Return on Human Investment

Employees are investors.

Employees are investors of themselves. Investors of their time, yes. But for a company to succeed, it needs all staff to invest all of themselves. Not just their time.

Human Return on Human Investment

How might you be even more successful if you, your company, thought that way?

While I was at Procter and Gamble, there was an initiative to treat staff truly as human capital. Neither as assets nor as liabilities.

The framing question to ask as a manager is: “am I maximising the human return on human investment”?

This cuts both ways:

  1. Am I maximising the return for my direct reports on their investment of themselves?
  2. Am I maximising the return for the business on their investment of themselves?

Human capital works fundamentally differently to financial capital.. It can only be invested once.

Compare it to the investment in a fried breakfast. The commitment of the chicken versus the pig. A chicken has plenty of opportunity to lay an egg and another and another. A pig has one opportunity to give bacon.

Financial capital can be invested, repaid, multiplied, and invested again. The time human capital invests can only be invested once. It will never be multiplied, never repaid. I can never again have my fortieth year, invested once in Procter and Gamble, gone for good.

By looking at human capital as capital, my job is to maximise all returns on all investments, financial and human.

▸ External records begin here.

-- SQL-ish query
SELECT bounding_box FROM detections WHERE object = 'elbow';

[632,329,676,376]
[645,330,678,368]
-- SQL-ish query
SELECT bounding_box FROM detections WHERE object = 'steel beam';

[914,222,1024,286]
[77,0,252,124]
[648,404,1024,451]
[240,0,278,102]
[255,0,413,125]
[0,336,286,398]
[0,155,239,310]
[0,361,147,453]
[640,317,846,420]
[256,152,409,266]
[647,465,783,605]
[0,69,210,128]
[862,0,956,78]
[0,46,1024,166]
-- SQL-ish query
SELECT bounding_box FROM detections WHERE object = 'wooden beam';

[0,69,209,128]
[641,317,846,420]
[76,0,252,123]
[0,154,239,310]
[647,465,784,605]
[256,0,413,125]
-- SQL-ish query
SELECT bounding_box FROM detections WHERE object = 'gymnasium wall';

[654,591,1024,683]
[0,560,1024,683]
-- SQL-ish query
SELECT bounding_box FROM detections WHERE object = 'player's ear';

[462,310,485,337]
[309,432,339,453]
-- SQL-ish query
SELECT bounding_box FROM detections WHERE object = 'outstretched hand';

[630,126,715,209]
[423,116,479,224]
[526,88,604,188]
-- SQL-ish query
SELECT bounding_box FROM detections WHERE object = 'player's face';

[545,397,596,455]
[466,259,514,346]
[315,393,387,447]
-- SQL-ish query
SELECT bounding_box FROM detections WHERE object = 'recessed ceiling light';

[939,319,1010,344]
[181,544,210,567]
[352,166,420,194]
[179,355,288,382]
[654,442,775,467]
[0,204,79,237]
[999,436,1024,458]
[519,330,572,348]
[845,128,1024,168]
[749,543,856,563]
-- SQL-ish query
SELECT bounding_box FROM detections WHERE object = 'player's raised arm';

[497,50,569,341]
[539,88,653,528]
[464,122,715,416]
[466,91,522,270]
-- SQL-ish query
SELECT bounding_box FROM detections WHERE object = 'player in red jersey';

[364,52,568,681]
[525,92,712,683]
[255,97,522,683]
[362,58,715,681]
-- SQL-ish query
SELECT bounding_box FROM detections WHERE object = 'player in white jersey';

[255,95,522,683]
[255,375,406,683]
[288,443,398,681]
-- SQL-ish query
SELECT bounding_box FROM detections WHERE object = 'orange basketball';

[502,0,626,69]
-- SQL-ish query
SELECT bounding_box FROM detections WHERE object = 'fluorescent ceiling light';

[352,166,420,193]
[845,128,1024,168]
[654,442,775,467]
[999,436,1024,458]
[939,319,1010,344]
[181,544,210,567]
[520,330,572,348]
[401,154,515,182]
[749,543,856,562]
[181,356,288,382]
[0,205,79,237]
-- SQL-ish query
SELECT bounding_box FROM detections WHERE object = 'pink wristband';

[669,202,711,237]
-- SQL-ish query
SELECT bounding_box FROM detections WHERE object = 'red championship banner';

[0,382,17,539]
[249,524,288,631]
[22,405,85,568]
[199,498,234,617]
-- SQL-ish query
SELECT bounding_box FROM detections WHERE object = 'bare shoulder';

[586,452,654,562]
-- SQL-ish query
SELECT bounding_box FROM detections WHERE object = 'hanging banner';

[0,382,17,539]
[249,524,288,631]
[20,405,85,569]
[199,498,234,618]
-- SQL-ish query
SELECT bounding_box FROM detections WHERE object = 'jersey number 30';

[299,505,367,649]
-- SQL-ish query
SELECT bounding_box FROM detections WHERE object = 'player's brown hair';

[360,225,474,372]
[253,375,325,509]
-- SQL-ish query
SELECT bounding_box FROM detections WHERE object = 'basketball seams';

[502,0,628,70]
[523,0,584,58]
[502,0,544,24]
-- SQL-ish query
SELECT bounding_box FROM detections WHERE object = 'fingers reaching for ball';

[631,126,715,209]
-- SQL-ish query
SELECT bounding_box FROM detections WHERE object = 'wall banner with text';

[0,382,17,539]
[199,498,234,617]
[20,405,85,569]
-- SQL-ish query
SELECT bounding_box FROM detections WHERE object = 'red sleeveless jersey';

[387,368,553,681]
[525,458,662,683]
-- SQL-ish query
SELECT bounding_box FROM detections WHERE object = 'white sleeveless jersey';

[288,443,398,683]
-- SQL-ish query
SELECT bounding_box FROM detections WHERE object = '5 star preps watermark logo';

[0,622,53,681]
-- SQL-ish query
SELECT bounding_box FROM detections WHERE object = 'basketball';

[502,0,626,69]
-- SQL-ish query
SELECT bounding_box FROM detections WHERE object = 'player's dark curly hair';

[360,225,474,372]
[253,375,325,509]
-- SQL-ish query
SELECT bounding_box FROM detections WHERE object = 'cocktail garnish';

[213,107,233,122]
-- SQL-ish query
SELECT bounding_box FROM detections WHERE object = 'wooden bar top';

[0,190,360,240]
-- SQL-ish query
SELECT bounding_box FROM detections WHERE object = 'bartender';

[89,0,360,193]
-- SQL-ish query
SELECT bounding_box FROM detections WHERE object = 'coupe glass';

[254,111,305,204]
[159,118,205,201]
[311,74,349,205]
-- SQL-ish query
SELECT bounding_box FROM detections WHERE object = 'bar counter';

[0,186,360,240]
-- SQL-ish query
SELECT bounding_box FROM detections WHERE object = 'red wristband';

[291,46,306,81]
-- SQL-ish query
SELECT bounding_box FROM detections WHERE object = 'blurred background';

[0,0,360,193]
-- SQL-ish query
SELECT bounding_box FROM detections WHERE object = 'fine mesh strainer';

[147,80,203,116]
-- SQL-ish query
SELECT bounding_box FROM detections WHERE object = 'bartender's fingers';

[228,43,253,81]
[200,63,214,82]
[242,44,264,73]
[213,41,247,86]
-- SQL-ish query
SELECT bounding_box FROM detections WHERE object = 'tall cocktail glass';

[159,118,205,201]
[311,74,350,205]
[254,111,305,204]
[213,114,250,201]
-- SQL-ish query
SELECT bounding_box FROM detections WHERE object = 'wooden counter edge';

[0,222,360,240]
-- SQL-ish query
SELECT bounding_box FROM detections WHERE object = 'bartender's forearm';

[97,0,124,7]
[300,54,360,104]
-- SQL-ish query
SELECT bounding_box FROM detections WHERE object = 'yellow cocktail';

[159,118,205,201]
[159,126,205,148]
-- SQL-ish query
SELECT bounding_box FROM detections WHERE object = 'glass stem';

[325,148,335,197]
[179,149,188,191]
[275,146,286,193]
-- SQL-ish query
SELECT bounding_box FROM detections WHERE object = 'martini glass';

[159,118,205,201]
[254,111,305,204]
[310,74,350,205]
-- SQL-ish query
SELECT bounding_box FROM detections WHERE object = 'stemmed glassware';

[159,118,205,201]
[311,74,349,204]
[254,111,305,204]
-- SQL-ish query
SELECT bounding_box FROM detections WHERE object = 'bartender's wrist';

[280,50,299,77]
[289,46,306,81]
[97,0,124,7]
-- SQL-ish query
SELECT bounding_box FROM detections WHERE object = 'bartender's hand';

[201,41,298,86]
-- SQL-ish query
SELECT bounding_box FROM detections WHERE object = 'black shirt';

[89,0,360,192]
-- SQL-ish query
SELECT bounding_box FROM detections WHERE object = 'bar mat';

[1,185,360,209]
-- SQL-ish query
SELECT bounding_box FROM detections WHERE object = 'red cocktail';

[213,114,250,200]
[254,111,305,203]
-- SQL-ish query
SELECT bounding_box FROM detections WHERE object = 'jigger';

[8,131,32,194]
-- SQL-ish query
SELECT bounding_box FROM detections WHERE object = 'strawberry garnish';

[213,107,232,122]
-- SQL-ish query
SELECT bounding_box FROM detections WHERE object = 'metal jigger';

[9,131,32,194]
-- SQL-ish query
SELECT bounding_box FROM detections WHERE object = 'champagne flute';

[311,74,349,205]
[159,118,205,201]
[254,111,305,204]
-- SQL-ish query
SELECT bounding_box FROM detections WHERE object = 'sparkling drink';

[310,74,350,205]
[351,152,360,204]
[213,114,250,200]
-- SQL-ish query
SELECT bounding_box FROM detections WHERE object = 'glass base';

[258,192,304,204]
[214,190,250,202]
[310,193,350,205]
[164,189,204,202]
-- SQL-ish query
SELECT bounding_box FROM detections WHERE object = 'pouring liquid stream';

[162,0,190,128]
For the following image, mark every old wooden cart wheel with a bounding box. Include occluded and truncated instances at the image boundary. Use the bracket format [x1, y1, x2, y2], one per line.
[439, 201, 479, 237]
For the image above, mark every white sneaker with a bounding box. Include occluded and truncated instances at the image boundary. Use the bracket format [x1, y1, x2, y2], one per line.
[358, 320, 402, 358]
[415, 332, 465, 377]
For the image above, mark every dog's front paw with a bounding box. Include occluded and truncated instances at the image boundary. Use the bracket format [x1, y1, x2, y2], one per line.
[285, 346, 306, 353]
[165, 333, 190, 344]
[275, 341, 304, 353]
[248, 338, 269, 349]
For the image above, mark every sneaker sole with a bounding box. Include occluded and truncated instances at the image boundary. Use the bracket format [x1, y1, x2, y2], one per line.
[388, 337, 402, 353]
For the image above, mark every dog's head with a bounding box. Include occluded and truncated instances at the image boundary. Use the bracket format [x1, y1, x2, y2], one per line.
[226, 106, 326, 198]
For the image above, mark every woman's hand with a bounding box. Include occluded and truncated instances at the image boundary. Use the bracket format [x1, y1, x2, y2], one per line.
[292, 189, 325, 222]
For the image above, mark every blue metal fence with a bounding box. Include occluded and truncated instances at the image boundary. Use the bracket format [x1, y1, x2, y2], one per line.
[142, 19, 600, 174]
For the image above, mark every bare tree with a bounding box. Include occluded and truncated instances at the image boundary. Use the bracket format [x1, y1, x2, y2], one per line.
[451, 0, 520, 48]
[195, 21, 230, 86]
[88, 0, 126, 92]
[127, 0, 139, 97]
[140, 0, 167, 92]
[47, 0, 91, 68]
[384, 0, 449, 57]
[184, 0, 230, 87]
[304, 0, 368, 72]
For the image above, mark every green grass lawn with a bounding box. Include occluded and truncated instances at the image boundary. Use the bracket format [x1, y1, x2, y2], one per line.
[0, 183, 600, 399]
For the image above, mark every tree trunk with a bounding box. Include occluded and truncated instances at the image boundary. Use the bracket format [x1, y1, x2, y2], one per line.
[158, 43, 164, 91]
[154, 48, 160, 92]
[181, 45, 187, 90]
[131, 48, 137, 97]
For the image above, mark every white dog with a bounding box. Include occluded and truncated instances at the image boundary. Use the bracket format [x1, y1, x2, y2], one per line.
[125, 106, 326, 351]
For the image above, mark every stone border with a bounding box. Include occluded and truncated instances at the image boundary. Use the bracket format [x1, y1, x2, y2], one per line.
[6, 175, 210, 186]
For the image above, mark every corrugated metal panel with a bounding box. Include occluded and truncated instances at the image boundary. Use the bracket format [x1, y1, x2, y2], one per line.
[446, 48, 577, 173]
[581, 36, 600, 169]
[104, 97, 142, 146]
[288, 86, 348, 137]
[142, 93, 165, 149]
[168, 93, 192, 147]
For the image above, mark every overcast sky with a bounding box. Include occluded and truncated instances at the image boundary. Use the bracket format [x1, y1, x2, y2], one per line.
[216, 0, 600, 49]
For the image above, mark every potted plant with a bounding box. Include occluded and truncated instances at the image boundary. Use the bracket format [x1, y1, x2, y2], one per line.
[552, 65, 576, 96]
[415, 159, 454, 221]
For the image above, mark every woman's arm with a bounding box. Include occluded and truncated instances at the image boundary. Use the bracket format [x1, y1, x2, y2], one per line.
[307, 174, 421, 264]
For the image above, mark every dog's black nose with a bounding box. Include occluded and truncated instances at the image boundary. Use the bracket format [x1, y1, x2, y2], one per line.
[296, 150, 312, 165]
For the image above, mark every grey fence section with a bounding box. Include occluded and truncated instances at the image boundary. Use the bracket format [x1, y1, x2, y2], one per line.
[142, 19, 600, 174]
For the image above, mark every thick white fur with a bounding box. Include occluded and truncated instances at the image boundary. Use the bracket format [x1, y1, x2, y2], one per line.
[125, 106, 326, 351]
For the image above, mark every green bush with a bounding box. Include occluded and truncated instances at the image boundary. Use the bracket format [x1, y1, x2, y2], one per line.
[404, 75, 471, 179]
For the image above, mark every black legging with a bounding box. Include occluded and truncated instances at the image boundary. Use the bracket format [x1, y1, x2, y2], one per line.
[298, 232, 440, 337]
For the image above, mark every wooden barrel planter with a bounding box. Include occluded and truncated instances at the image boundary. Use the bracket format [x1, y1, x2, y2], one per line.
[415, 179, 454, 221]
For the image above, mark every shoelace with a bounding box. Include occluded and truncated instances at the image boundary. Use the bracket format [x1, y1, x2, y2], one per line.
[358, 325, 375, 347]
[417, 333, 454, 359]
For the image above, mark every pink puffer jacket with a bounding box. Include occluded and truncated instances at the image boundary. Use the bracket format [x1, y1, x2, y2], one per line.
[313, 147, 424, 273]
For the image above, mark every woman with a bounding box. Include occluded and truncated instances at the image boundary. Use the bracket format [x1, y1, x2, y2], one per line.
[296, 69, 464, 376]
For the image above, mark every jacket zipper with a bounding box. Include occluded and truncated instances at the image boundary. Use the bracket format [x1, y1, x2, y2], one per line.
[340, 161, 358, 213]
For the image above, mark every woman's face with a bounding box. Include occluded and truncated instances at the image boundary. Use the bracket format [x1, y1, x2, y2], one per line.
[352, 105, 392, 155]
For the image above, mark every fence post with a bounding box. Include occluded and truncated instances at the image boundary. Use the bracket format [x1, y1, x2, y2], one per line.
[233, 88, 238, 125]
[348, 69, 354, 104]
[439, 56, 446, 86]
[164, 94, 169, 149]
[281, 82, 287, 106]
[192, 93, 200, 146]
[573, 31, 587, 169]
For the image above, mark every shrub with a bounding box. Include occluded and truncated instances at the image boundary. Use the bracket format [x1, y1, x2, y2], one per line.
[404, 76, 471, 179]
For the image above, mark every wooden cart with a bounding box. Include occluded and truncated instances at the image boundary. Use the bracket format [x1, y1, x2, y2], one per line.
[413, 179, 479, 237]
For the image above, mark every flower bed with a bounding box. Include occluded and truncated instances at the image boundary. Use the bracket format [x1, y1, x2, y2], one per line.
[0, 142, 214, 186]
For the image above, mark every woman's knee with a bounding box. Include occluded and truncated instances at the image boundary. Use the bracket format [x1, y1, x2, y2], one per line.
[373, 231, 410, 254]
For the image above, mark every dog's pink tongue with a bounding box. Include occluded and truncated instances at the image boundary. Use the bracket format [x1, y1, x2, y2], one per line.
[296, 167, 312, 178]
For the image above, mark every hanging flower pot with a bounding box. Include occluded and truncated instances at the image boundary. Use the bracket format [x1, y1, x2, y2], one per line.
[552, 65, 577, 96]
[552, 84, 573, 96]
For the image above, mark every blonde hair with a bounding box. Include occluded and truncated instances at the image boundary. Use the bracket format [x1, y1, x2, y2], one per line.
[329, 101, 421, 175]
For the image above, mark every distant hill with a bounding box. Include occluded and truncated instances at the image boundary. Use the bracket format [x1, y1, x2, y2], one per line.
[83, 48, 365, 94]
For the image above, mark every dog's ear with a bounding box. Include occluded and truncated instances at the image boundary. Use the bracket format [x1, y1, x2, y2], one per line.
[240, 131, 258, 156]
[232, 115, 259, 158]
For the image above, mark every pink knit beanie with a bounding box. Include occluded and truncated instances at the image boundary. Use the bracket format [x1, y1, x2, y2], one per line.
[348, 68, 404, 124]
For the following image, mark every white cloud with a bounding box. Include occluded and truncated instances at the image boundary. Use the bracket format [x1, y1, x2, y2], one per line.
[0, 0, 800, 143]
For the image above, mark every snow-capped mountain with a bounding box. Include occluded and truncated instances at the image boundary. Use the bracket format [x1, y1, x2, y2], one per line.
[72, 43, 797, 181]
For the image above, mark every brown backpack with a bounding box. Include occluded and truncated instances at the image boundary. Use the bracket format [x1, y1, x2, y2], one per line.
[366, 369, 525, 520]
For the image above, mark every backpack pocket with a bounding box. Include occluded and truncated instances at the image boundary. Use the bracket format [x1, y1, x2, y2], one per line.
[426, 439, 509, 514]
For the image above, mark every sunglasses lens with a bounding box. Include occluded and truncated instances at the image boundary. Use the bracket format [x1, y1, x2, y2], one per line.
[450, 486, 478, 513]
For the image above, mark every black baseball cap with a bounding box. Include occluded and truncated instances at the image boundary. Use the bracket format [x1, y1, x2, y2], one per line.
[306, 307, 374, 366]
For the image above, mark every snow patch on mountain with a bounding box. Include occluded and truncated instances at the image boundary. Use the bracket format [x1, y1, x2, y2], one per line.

How might a VC be even more successful by seeing human capital truly as a capital – but with counter-cyclic behaviour? For example, human capital is often at its most valuable when the financial capital runs out. Yet unlike fixed assets, it can walk out at any point.

It is especially counter-cyclic in how to maximise RoI. Motivating a knowledge worker is not done by money. Yes, an uncomfortable life due to a lack of money de-motivates. But adding more money (beyond what allows a comfortable life) fails to motivate. You must motivate knowledge workers via intrinsic rewards, especially mastery autonomy, purpose and a long-term voice in the use a company puts their investment into.

This leads to the thought of wondering what venture capital would be if all businesses, if all venture capitalists, looked at the staff in their organisations as human capital. Where the job of the CEO, of the venture capitalist, everyone, was to first and foremost maximise the return on all investments. Human capital and financial capital.

What do you think your results might be if you maximised the human return on human capital?